On presentation to our hospital, he continued to have fevers and headaches without any altered mentation or neck stiffness. He admitted to injecting crushed suboxone tablets with tap water at his home. With little suspicion for acute meningitis, antibiotics were changed to intravenous Vancomycin and Cefepime. His labs now were notable for leukocytosis to18.7 with neutrophil predominance, anemia to 9 g/dL, platelets 306K and elevated lactate. CT Scan of chest, abdomen and showed multifocal pneumonia with bilateral pleural effusions, as well as, hepatosplenomegaly with splenic infarct, consistent septic emboli. A transthoracic echocardiogram showed a possible mass or vegetation in the mitral valve position. This prompted a transesophageal echocardiogram. It showed a 2.3 cm x 0.8 cm mass seen on mitral valve consistent with vegetation, moderate to severe mitral regurgitation and regurgitant jet is highly eccentric. Invasive mitral annular infection and probable abscess involving the annulus at the crux. His blood cultures at outside hospital resulted positive for Serratia marcescens sensitive to meropenem and cefepime in both aerobic and anaerobic bottles. His urine culture was also positive for the same bacteria. He was then started on intravenous meropenem and referred to cardiothoracic surgery due to the presence of mitral valve abscess. He underwent mitral annular patch with a mechanical mitral valve replacement. His postoperative course was unremarkable and he was discharged on long-term intravenous antibiotics with meropenem for 6 weeks.

Discussion: Serratia is ubiquitous in the environment and has a predilection for water, isolated from a wide range of water sources both natural and municipal. Tap water used by our patient to inject suboxone could be the likely source of S. marcescens.

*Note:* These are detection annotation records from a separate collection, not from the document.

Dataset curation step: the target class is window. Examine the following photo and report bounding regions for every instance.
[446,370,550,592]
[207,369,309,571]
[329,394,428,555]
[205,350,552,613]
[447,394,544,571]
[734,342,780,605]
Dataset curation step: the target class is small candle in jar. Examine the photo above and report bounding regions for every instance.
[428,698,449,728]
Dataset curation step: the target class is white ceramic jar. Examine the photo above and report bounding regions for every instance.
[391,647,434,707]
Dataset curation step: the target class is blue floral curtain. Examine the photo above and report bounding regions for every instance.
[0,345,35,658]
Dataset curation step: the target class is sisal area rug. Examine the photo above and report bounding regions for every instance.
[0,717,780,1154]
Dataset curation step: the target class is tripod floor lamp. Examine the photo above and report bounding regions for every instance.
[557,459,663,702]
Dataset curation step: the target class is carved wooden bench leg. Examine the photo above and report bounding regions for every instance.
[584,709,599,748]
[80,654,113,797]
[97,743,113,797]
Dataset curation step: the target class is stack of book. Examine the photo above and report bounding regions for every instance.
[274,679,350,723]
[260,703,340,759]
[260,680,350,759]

Endocarditis due to S. marcescens is indistinguishable from that due to any other organism in terms of clinical picture. Only 20 cases of Serratia endocarditis have been reported since 1980. More than half of those patients had involvement of left sided valves even among IVDUs. Treatment in Serratia endocarditis is guided by culture and sensitivity results, appropriate antimicrobial therapy is not well defined based on guidelines. Endocarditis due to Serratia spp. is a highly morbid disease. Valve destruction, paravalvular abscesses, embolic events are frequently described.

Conclusions: S. marcescens is a relatively rare cause of infective endocarditis but has been increasing in incidence. S. marcescens should remain an important consideration in IVDUs. Our case illustrates, infective endocarditis due to Serratia can present with perivalvular complications, distant septic emboli even in healthy young patients. This propensity for rapidly progressive disease likely reflects a selection for particularly virulent strains of the organism.